By: Jocelyn Schwalm
“…education has become one of the chief obstacles of intelligence and freedom of thought.” Bertrand Russell
Society today places too much pressure on students to be high achievers, but it comes at a high cost. It is all too common for students to feel drained of their time and energy studying. The immense pressure that surrounds students trying to attain high grades often stifles the creative process for answers that cater to a professor. Self-worth and grades are dangerously intertwined in a world that values education as the greatest mark of intelligence.
A university education, despite its professional value, offers a limited view into what makes up a person. In this sense, it has failed us. I can attest to this. I only saw success for those around me if they had succeeded in an educational setting. This inadvertently causes students to overlook so many of the other aspects of what makes up intelligence. When it comes to standard educational institutions, so much of what is required is simply regurgitating information from textbooks. Although this is a useful skill to acquire, it is not a measure of someone’s intelligence. Students are taught that their entire future is based around a number on a paper.
This pressure has caused anxiety to skyrocket in the last few decades among college and university students, actually equal to that of individuals placed in insane asylums in the 1950s. Not only is there pressure, but students are literally becoming sick and overmedicated over this thought-limiting education system.
When students have to alter their consciousness to demonstrate their “intelligence,” somewhere along the line, something has gone awry. All too often, professors offer only a limited view into a subject. Students who mechanically take in this information are at risk of mistaking these mass-produced opinions for their own. For many students, ambition is taking a backseat to anxiety, and their grades are tangled up in a professor’s biased opinions. In most university programs, creativity is not taken into account when it comes to grading. Education is able to offer such a small window into a person’s abilities that to judge someone based on it seems absolutely absurd.
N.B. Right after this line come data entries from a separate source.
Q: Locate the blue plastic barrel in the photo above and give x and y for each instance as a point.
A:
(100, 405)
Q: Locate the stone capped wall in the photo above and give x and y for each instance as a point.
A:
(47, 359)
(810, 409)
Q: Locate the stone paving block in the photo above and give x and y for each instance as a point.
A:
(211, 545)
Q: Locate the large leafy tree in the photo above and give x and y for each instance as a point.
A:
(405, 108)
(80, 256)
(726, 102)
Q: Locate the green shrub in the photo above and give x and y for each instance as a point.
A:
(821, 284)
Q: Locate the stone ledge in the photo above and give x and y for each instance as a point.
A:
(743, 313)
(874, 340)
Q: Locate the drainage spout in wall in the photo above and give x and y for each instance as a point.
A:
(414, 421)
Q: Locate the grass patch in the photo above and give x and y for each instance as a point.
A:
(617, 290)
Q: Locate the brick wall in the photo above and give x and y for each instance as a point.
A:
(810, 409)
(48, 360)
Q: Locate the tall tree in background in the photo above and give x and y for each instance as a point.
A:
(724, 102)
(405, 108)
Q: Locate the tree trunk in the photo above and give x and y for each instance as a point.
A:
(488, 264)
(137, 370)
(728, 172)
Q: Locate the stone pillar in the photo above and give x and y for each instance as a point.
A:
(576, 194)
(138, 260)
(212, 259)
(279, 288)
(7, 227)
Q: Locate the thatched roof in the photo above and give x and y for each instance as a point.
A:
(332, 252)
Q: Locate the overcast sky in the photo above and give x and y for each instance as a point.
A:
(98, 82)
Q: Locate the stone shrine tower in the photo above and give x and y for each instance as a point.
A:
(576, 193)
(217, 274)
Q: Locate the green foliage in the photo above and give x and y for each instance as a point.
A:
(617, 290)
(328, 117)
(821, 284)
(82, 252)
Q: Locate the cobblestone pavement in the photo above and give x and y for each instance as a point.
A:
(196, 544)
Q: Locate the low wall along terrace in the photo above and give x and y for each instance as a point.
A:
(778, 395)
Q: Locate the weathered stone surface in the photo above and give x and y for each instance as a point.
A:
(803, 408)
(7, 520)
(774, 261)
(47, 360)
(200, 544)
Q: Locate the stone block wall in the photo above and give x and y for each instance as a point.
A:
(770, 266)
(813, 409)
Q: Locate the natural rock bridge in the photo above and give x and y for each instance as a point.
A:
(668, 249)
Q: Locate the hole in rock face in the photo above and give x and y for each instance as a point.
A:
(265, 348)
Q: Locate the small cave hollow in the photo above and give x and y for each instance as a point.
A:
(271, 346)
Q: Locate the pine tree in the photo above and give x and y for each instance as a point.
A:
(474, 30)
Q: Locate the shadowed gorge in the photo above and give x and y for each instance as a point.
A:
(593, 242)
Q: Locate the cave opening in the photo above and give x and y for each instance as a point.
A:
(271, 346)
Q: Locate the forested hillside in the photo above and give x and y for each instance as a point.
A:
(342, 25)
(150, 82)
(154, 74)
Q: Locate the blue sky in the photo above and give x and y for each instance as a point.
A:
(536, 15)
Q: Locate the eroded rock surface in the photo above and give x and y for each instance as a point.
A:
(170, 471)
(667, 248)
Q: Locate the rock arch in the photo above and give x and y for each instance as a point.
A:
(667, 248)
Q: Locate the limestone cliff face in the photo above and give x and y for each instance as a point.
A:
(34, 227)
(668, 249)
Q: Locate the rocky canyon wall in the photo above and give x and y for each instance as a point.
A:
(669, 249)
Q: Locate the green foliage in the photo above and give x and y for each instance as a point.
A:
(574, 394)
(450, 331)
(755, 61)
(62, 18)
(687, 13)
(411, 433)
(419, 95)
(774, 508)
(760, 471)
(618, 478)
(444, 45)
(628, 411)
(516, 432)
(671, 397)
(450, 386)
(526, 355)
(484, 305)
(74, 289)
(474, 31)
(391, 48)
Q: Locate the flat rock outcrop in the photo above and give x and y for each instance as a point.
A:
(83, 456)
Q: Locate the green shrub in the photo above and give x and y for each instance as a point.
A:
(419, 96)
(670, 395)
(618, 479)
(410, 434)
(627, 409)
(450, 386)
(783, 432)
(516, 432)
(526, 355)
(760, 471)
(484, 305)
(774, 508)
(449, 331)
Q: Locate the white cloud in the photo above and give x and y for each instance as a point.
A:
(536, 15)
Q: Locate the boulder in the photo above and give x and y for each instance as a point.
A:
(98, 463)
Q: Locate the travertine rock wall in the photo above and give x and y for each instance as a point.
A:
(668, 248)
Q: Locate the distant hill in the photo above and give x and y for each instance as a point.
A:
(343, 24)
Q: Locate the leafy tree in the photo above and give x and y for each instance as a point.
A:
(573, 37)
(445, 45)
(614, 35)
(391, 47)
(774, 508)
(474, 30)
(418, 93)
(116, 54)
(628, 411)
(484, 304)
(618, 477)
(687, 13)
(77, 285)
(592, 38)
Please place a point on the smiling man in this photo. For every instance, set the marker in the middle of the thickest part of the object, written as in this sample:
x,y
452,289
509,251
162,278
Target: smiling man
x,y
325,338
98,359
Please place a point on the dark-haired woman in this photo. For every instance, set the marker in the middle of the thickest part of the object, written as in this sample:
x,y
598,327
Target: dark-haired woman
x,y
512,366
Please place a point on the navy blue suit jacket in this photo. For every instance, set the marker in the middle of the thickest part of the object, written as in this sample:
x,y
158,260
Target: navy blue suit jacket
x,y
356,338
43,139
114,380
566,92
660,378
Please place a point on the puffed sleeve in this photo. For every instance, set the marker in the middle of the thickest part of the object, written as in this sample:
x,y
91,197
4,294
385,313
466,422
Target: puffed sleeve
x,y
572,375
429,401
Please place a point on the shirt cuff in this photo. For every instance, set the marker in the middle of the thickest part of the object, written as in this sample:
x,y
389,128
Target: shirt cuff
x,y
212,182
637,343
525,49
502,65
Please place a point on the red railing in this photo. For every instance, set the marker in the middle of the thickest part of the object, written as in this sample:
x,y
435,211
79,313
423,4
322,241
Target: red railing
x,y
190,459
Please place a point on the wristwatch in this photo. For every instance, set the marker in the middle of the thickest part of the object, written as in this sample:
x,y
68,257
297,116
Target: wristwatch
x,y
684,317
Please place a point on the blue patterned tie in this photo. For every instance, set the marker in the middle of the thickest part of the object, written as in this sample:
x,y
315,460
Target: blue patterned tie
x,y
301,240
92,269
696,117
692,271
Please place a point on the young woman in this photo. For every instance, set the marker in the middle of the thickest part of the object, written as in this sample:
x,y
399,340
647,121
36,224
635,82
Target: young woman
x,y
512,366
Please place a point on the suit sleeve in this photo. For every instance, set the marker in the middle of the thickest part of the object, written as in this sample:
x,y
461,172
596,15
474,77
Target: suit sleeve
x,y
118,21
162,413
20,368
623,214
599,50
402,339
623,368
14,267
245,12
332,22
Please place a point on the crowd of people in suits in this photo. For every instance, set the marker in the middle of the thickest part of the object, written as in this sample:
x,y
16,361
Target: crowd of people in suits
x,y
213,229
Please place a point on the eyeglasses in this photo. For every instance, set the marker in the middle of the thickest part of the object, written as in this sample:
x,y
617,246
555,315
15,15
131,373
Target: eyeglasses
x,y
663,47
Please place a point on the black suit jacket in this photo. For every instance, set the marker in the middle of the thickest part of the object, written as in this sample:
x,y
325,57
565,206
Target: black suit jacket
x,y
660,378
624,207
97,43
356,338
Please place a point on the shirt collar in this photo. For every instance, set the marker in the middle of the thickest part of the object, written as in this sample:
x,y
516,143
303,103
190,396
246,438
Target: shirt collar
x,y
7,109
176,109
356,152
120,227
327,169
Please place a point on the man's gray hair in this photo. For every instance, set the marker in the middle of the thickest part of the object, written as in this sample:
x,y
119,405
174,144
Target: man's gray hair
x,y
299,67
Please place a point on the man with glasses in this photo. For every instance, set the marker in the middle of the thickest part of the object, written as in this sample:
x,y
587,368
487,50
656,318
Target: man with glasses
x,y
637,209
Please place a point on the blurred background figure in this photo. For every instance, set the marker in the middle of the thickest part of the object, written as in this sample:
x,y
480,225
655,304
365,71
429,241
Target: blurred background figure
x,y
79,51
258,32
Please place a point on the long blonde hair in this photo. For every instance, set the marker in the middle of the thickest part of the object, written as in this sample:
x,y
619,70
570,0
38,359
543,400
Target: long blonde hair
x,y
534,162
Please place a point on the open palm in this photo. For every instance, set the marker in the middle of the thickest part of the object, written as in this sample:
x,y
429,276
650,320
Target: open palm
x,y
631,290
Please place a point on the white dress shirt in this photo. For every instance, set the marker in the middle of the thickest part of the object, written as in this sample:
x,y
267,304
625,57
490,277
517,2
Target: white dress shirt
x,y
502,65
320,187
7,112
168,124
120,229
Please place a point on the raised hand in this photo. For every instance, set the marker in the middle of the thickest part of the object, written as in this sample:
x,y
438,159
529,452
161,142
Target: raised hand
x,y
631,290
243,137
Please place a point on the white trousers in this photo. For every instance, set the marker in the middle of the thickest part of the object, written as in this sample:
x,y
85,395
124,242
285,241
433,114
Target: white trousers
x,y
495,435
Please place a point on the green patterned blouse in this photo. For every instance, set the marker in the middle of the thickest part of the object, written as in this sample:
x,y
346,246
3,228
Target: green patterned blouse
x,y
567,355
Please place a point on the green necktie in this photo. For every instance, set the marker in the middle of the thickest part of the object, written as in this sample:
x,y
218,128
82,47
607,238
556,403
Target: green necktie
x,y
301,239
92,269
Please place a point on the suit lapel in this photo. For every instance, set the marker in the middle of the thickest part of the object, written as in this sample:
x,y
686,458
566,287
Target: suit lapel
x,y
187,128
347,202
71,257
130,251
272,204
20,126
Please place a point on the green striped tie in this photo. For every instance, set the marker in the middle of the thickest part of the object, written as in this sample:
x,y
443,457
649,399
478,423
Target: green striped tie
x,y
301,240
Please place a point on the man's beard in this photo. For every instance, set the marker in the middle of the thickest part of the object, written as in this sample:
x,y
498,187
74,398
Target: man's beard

Far too often, people’s grades do not reflect their abilities, and this is where it gets complicated. If someone excels on a single aspect of a subject, has amazing ideas, but is unable to keep up their GPA, they are tossed to the side.
So many people have to accept that their future hinges on their visibility within the education system. Grades are not, by any means, an accurate portrayal of intelligence. For a better-rounded system, it would be beneficial to encourage those who have ideas worth pursuing. Our education system needs to take the outliers into consideration and not only find different methods for evaluation but allow grades to be just a piece of a puzzle and not an obstacle for demonstrating our true abilities.